Those interested in the performance could’ve watched Hiton and Bonnell’s collaborative effort in Brandi Recital Hall or on an online Twitch livestream, anytime from when their performance began until they finished the 840 repetitions. The atmosphere was casual — attendees came and left at their pleasure, and several brought homework or relaxed with a cup of tea.
Due to its simplicity, the piece apparently did not require much attention to perform. At times the performers looked bored, their minds elsewhere. They occasionally made off-handed remarks to the audience. “I expected to find myself getting more annoyed as the day went on, with no sense of release, but towards the end of the day, I found myself at peace,” Bonnell shared.

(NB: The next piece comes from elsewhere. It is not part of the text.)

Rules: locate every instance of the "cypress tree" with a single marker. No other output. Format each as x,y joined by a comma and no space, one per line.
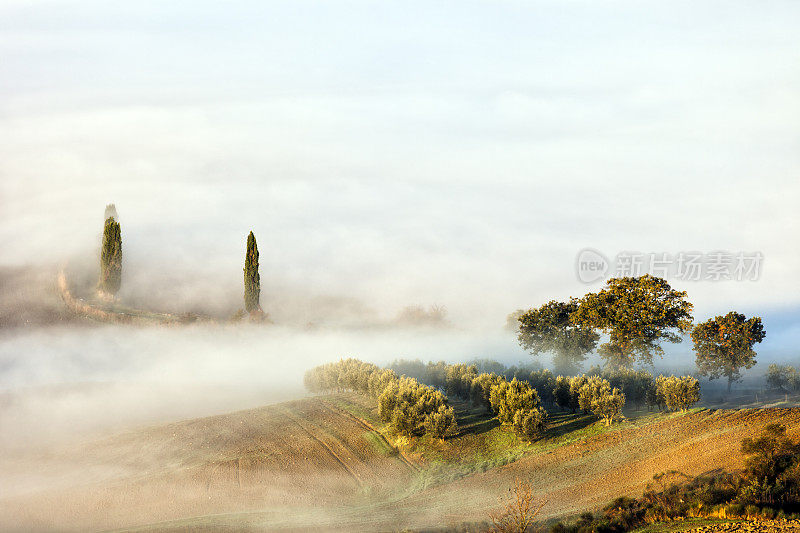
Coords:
111,257
252,281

At a stressful time in the semester, the performers faced academic constraints that prevented them from preparing with the solemnity Satie suggested. “I’ve come to the conclusion that the preparation is an important part of performing the piece and wish I’d done better,” Bonnell said, referring to exams that preoccupied him. “But I think if we did it again we would do it worse.”
Bonnell and Hiton wrote in the program that they were not sure why they decided to undertake the exercise. Two days later, Bonnell had not come to a more definite conclusion. “Before, I would have said ‘I don’t know.’ Now I have a less satisfying answer. We chose to do it, and then we did it,” he said. “That’s all there is.”